Will Your Home Renovation Really Pay off?
Here’s the dirty little secret about home renovations: Some of them may not pay off. Of course, the value of a renovation doesn’t depend on the resale price alone, which makes deciding whether to do one more complicated than just crunching numbers. For anyone trying to decide whether to take on a home renovation, these simple tips can help:
Is it Appealing to You?
Homeowners can get a lot of value out of renovations before they even put the home on the market. If you have a dated kitchen or the stove doesn’t work, you can invest money now to glean some enjoyment as well as make the home more appealing when you sell it.
Maintenance vs. Renovation
If a roof needs to be fixed and the owner replaces it, sellers look at that as routine maintenance rather than a renovation. That means it might just help the home sell for its existing market value, as opposed to adding extra value. Similarly, if parts of the home are in disrepair and in need of maintenance, sellers can subtract the cost of those upgrades from what they consider the home to be worth.
Cheap Upgrades Count
Realtors don’t slip apple pies into the oven before an open house just in case they get hungry; inviting smells, sights, and sounds are known to put buyers in a home-purchasing mood. Many prospective buyers form an opinion just by walking up to the front door. If potential buyers see weeds, broken sidewalks, and unkempt shrubbery, then they might not even want to go inside.

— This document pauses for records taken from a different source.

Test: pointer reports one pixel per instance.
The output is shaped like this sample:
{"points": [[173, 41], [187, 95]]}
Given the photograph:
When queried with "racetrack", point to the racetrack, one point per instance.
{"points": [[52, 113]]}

But if they see a well-cared-for exterior, they might get excited about the property before they even see the kitchen or master bedroom.
Cleaning Up vs. Bigger Closets
Buyers like to see clear spaces without a lot of clutter. Some sellers make the mistake of trying to make bedroom closets look bigger by moving clothes into the basement, but that just shows buyers that the closets aren’t sufficient. Sellers should consider getting rid of clothes and other items they no longer use to make their homes seem bigger, without doing a single dollar’s worth of renovating.
Walk into your home as if you were the buyer. What are the things they see walking up to the home?” Today’s buyers are especially interested in common spaces for the family to gather, such as screened porches and family rooms, as well as open-floor plan kitchens. That way, parents who are preparing meals can keep an eye on their children as they play or do homework. Buyers also care less about formal spaces today, which means a formal dining room could offer more value as a study or playroom.
The bottom line is home renovations aren’t just about the numbers, but a few basic guidelines can help sellers decide where to put their cash.